Scott Murphy, who chairs the 140-lawyer Shipman, said the D.C. office will be his firm’s first office outside Connecticut. Murphy said the group was a “perfect fit” because Shipman was looking to expand its representation of The Hartford in Washington at about the same time Ruggeri started looking for another firm to join. “The Hartford introduced us about three months ago, and from there we all realized that this made a whole lot of sense,” Murphy said.
Ruggeri was philosophical when speaking of the Hogan Lovells merger. “Hogan was an amazing place to be, and I think they’re going to have a great future after the combination with Lovells. But in combinations like these, there are going to be some casualties,” Ruggeri said. (The National Law Journal profiled Hogan Lovells here.)
Also this weekend, Philadelphia-based Cozen O’Connor snapped up Hogan antitrust litigator Jonathan Grossman for its Washington office. Grossman, who started at Cozen today, said the fact that he made the move just as Hogan Lovells went live was a “pure coincidence.”
Grossman, who had been an associate at Hogan but is a partner at Cozen, said he made the move to help Cozen expand its antitrust practice. The firm has about a dozen antitrust lawyers nationwide, with four in Washington. Grossman’s practice focuses on advising clients in the health care, energy, high tech and commercial insurance sectors.
“This was a great opportunity for me to be at the ground level” of expanding a practice, Grossman said.
These moves mark the first lawyers to leave Hogan since Michael Wyatt jumped to Foley Hoag in March. Wyatt advises small business investment companies.

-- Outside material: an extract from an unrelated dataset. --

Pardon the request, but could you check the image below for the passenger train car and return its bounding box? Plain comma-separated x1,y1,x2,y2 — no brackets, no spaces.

On the Lovells side, Frankfurt-based litigator Daniel Busse left the firm on April 16, taking two associates with him after being tapped to head Allen & Overy’s German dispute resolution practice. Just days before the merger went live, The American Lawyer reported that Lovells also lost Robert Lewis, the managing partner of its Beijing office, to Chinese firm Allbright Law Offices.